Oliver lets the silence stretch, but at last he says my name. “Mads? You okay?”
“I thought if I ever found out who the masked guy was that I would be ready to think about life past a third date. A relationship. Something. I’m not even sure what. And for a minute down there, when I realized it was you, I was . . .”
“Angry?”
I turn to stare at him. “Happy. For a split second, I washappy.” It almost physically hurts to spit the word out.
The stress lines around his mouth ease. “You were?”
“Past tense. Not now.”
The lines deepen again. “Is there anything I can do to take us back to that split second and keep us there? The split second when you were happy it was me? Because I’m so happy it’s you.”
I lean against the windowsill. “I had a meltdown this morning. Went to the club, danced it out like I was fighting an army by myself. Then I had an epiphany. I hate epiphanies.”
“Would it help if I told you mine?”
“I don’t know.”
He studies me and his body language shifts. He stands and slides his hands into his pockets. His shoulders are back, his feet braced slightly apart, chin up, his eyes not leaving mine. He is claiming all his space, and everything about his stance says he’s comfortable in it. “Here it is, Madison. I’m so into you, and I don’t want to hide it anymore. I was so into you before that night ever happened, and I fall harder every day. I didn’t want you to feel responsible for that, so I avoided you to keep from makingit your problem. But here’s what I know. I can’t hide from you anymore, and I don’t want to. I was coming over tonight to tell you. I don’t need you to do anything about it. I just wanted you to know.”
It’s so Oliver. So him to keep it from me because he’s trying to make my life easier. And as mad as I am about that, I can also see how he’s tried hard to make sure he never put me in the same position again.
That, as it turns out, was all me.
“Epiphanies always end up being so much work,” I say. “By the time I left the club, I’d put in my notice. Then I had to come home and have a long heart-to-heart with Ruby.

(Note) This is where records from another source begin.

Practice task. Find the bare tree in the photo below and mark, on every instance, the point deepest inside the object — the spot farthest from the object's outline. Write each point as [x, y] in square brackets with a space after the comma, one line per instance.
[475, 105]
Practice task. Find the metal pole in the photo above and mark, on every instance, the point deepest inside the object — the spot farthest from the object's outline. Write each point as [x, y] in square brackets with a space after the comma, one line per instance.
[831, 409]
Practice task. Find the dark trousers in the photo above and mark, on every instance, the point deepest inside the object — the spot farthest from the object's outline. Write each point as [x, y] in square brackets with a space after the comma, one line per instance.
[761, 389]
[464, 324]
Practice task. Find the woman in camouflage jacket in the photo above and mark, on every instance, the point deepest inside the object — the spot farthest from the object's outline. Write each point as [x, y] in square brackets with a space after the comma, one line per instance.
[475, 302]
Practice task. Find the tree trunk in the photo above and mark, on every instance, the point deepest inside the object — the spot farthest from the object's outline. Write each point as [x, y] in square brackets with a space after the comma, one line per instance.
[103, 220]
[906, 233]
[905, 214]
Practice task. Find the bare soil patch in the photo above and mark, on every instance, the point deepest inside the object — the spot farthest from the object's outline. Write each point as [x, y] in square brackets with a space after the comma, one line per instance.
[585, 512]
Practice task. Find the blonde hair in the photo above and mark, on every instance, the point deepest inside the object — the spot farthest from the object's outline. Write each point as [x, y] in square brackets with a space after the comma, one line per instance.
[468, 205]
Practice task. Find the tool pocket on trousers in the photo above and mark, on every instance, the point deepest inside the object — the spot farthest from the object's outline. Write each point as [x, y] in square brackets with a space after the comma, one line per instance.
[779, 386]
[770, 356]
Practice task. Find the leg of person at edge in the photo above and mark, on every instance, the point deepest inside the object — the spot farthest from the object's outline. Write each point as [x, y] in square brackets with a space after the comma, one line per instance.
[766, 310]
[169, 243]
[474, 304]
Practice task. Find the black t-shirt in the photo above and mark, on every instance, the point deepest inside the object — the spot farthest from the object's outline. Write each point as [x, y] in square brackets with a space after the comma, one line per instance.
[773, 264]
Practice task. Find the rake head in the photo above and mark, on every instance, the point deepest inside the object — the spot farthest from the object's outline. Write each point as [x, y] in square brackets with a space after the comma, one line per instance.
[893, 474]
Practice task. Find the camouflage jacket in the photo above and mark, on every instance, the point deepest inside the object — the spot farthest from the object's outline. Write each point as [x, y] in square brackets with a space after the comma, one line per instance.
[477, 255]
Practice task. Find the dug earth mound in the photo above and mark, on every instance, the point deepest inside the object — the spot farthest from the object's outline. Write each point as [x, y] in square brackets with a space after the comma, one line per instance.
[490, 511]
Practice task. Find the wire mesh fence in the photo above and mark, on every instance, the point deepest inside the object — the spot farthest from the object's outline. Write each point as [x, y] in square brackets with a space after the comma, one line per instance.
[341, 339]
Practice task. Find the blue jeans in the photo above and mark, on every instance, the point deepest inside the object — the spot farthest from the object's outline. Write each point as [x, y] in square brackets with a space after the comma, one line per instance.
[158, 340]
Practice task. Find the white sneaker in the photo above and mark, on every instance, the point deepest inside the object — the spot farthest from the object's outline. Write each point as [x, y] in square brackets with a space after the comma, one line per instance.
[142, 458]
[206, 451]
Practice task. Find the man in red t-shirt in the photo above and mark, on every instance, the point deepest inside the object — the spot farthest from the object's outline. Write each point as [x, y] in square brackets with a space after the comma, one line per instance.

I had to tell her that I had fallen for you.”
His gaze sharpens.
“You, Oliver. Not the guy in the mask. All without kissing you.”
“You almost did this morning,” he says. “And I almost died.”
I almost smile. “I felt pretty bad about that for a while. But in hindsight, you deserved it.”
“Sorry, no,” he says, his voice stripped of humor. “Having you wrapped around me, offering me everything I could ever want from you in a whiskey voice, knowing I had no right to take it? It’s a special kind of hell. Is that what any kitten rescuer deserves?”
I don’t answer. I have no words. Also, I suddenly have a strong need to climb him like a tree.
He senses the energy shift, and sweet, biddable Oliver gets a gleam in his eye that I have never seen before. He prowls a few steps forward.
“Stop,” I say. He does, but I sense his coiled energy. “We married each other for money, Oliver. We’ll never be able to tell if these feelings are real or circumstance. That’s the other thing I told Ruby. I will always have that doubt.”
Oliver stands there, quiet for several long moments. “The split second of happiness you had, is it because you got access to your trust when we exchanged our Slurpee keychains?”
“No.”
“Could anyone convince you otherwise?”
Could anyone convince me this sense of being home anytime I’m with him is about a legal contract? I meet his eyes. “No.”
“Then why can’t that be true for me too? Because it is. I’m pretty sure I fell the second you corrected me about that volcano.”
I smile in spite of myself, but then it fades. “I want to believe you.”
He pulls a hand from his pocket and holds it out, palm up, empty. “If you have a choice, and this hand is proof by kiss”—he holds out the other one—“and this one is actual evidence that I did not marry you for money, which do you take?”